People have asked what they could do. I didn't know at first. I know that Mikey loved the idea of his ashes being grown into a tree. That was one of his wishes. (That's a real thing.) I'm in the process of working on that. He really loved trees. Magnolia was his favorite. Sadly that is one tree I won't be able to grow up here. (There is more after the whole forest thing, sorry this is so long but keep reading.)

Then a friend posted this in his memorial guest book:  "Mikey, it is said an Oak tree symbolizes courage and power. I will plant one in my yard this weekend to honor you."

So some friends are planting an oak tree. I thought there might be something with this tree idea. I went to Arbor Day Foundation and started digging around. It turns out they have a way to plant trees in memorium. (I'll get to that soon.) Even better they are planting in a forest that Mikey always found very beautiful. Chippewa National Forest. There is no way to describe the beauty and massiveness of this national forest. Google it and look for images. It is also located very near to where we are in Minnesota.

The nice thing about planting a tree for him this way is you are helping a forest in need, it is tax deductible and you don't have to water and tend to the tree. The minimum donation is $10 but it plants 10 trees. First....

More about the forest from Arbor Day:

Established in 1908 as the first national forest east of the Mississippi River, Chippewa National Forest is located in the heart of northern Minnesota.

Its shared boundary with the Leech Lake Indian Reservation offers visitors the chance to experience Anishinabe culture and the rich history of the area including prehistoric times, the early logging era and Civilian Conservation Corps days. The forest’s large red and white pine trees make Chippewa one of the largest American Bald Eagle nesting sites in the continental United States.

The Need for Trees
In July 2012, a devastating storm with straight-line winds of 80 to 85 miles per hour tore through the forest, blowing down an estimated 95,000 of the 666,542-acre forest. About 12,000 of the acres affected were the heart of the forest’s pine tree country – stands of mature conifer trees were snapped off and uprooted.

Restoration of these majestic pine trees is critical to the wildlife that calls Chippewa National Forest home, including the American Bald Eagles that depend on the pine trees for their nesting habitat. The Ojibwa community at Leech Lake Indian Reservation has a special generations-old bond to these tree stands as well.

The generous support of the Arbor Day Foundation’s members and sponsors will help restore the forest from the damage caused by the devastating windstorm by planting hundreds of thousands of trees including red pine, white pine, white spruce and Jack pine in the Chippewa National Forest as part of the forest’s goal of 1 million trees planted.

Want to be a part of helping restore the forest and have a living memorial for Mikey too? The link will have the Chippewa National Forest pre-selected. All you have to do is complete it with the information you want. Trees For Mikey.

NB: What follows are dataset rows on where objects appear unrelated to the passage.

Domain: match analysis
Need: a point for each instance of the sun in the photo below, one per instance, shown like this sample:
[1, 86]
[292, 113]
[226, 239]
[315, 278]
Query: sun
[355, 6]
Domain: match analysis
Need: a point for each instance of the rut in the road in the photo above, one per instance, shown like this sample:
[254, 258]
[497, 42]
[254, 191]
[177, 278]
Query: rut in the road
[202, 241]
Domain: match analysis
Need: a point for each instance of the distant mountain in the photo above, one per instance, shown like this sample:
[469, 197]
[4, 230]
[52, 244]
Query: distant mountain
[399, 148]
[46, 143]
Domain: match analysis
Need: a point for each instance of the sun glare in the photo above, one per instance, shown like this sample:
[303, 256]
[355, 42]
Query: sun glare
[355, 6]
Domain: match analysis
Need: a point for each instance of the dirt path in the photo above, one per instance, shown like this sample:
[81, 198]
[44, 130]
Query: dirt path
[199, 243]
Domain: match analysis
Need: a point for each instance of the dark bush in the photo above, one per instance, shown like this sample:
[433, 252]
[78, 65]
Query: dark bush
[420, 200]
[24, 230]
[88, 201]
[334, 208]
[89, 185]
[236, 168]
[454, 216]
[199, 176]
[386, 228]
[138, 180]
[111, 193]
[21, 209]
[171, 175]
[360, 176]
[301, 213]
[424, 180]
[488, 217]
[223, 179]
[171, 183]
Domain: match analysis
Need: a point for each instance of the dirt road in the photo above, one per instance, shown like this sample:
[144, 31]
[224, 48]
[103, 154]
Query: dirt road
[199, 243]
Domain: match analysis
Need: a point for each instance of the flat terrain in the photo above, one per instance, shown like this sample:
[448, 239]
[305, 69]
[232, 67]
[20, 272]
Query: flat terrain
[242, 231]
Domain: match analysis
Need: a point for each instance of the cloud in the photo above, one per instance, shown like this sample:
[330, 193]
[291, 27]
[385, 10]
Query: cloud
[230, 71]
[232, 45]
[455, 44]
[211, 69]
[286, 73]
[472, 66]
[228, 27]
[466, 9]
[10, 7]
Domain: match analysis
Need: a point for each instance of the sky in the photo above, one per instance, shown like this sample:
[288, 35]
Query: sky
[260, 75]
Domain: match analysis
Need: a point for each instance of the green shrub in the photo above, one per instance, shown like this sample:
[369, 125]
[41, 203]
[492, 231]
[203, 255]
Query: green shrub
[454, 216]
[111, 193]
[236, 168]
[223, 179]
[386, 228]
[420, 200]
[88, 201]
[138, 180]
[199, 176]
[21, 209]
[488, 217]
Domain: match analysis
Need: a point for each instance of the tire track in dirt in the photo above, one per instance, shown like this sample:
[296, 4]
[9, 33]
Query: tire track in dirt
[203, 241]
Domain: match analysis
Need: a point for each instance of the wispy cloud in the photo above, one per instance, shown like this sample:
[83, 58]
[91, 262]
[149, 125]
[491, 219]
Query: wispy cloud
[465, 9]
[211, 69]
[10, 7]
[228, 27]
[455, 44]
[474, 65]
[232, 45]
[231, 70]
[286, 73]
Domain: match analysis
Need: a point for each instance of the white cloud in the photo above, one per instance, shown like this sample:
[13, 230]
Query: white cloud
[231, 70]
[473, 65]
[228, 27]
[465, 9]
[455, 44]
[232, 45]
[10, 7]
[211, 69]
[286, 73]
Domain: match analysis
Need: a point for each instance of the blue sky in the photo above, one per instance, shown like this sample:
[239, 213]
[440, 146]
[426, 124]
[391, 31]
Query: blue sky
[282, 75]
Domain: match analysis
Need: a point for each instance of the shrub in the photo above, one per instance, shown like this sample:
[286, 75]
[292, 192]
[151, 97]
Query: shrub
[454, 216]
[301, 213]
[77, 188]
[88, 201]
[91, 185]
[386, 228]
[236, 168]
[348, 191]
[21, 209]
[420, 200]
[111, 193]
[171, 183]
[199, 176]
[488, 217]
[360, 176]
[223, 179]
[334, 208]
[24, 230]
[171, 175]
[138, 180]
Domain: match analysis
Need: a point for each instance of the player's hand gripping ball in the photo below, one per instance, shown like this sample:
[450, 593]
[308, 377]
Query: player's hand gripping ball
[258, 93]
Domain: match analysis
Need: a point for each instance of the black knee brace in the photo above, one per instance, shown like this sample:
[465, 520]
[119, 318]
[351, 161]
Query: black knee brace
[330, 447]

I go on his page about once a day to approve posts to his wall. Recently I was going through some of his unread messages to make sure none needed a response. I found this message.


He never once asked for anything for himself. Okay, maybe marbles but beyond that, the big picture, he always wanted others to have instead. So instead of, in addition to or however you want to honor his memory there are options. Basically, give to someone in need. Whether it be clothing or food. Help someone that is worse off than you. Yes, you might be in a bad spot but there is always someone in greater need. Always.

He also strongly believed in Matthew 6:2-4: So when you give to the poor, do not sound a trumpet before you, as the hypocrites do in the synagogues and in the streets, so that they may be honored by men. Truly I say to you, they have their reward in full. But when you give to the poor, do not let your left hand know what your right hand is doing, so that your giving will be in secret; and your Father who sees what is done in secret will reward you.

I would love to know in some form what people are doing. I think that can be done without bragging or telling what was done. Perhaps something along the lines of simply commenting, "It's been my honor."